If the two points A and B are selected from the interface between the rubber layer 2 and the urethane resin layer 1, the line on the interface connecting the two points A and B is a portion where the urethane resin layer is not provided (outside of the tire Part which becomes the surface) may be included.
The portion where the urethane resin layer between the two points A and B is not provided is, for example, a perpendicular foot C (C in FIG. 1B) extending from the point A to the surface of the urethane resin coating region 3 and a point. With respect to the length (100%) of the line α on the outer surface of the tire connecting B to the perpendicular foot D (D in FIG. 1 (b)) on the surface of the urethane resin-coated region 3 The length of the part where the urethane resin layer 1 on α is not provided (the part where the line α is on the outer surface of the tire) is preferably 40% or less, more preferably 20% or less. Especially, it is preferable that there is no part in which the urethane resin layer 1 is not provided on this line (alpha).
In addition, the length of the portion on the line α where the urethane resin layer 1 is not provided is preferably less than 200 μm, for example, from the viewpoint of the adhesive strength between the rubber layer 2 and the urethane resin layer 1.

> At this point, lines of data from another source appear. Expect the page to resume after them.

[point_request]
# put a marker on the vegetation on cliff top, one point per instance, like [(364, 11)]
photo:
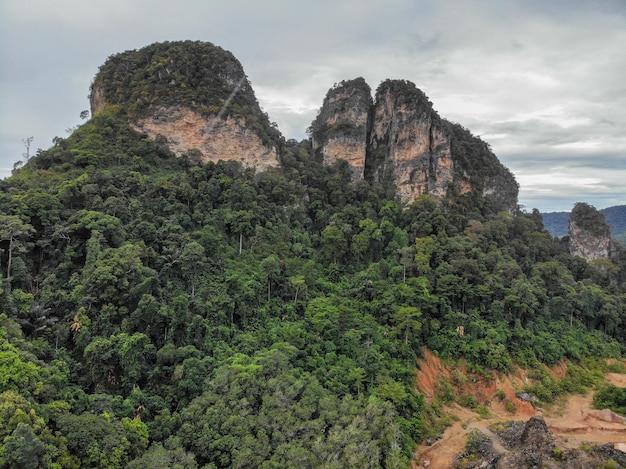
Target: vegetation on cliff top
[(193, 74), (156, 311)]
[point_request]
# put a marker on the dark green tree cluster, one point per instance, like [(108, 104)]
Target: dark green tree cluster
[(160, 312)]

When there is no portion where the urethane resin layer 1 is not provided on the shortest line on the outer surface of the tire connecting the two points C and D, the minimum film thickness d of the urethane resin layer between the two points A and B is: From the viewpoint of excellent ozone resistance, for example, 1 to 400 mm is preferable, and 30 to 400 mm is more preferable.
In addition, the minimum film thickness d of the urethane resin layer between the two points C and D is the thickness when obtaining the average thickness of the urethane resin layer in the tire width direction cross section including the two points A and B. It is the minimum value (see FIG. 1B).

In the tire of the present invention, a urethane resin-coated region comprising a rubber layer and a urethane resin layer that covers the surface of the rubber layer and forms the tire outer surface is formed in at least a partial region of the tire outer surface portion. In the tire width direction cross section, two points A and B on the interface between the rubber layer and the resin layer in the cross section in the tire width direction, and the length of the line segment AB is X and AB There are two points A and B such that X ≧ 1 mm and Y / X ≧ 1.1 when the length of the interface between them is Y (however, the line segment AB passes outside the tire) (Excluding 2 points).
FIG. 1 shows one embodiment of a tire preferred in the present invention. In FIG. 1, a resin-coated region 3 comprising a rubber layer 2 and a resin layer 1 that covers the surface of the rubber layer 2 and forms the tire outer surface is formed in at least a partial region of the tire outer surface portion. ing.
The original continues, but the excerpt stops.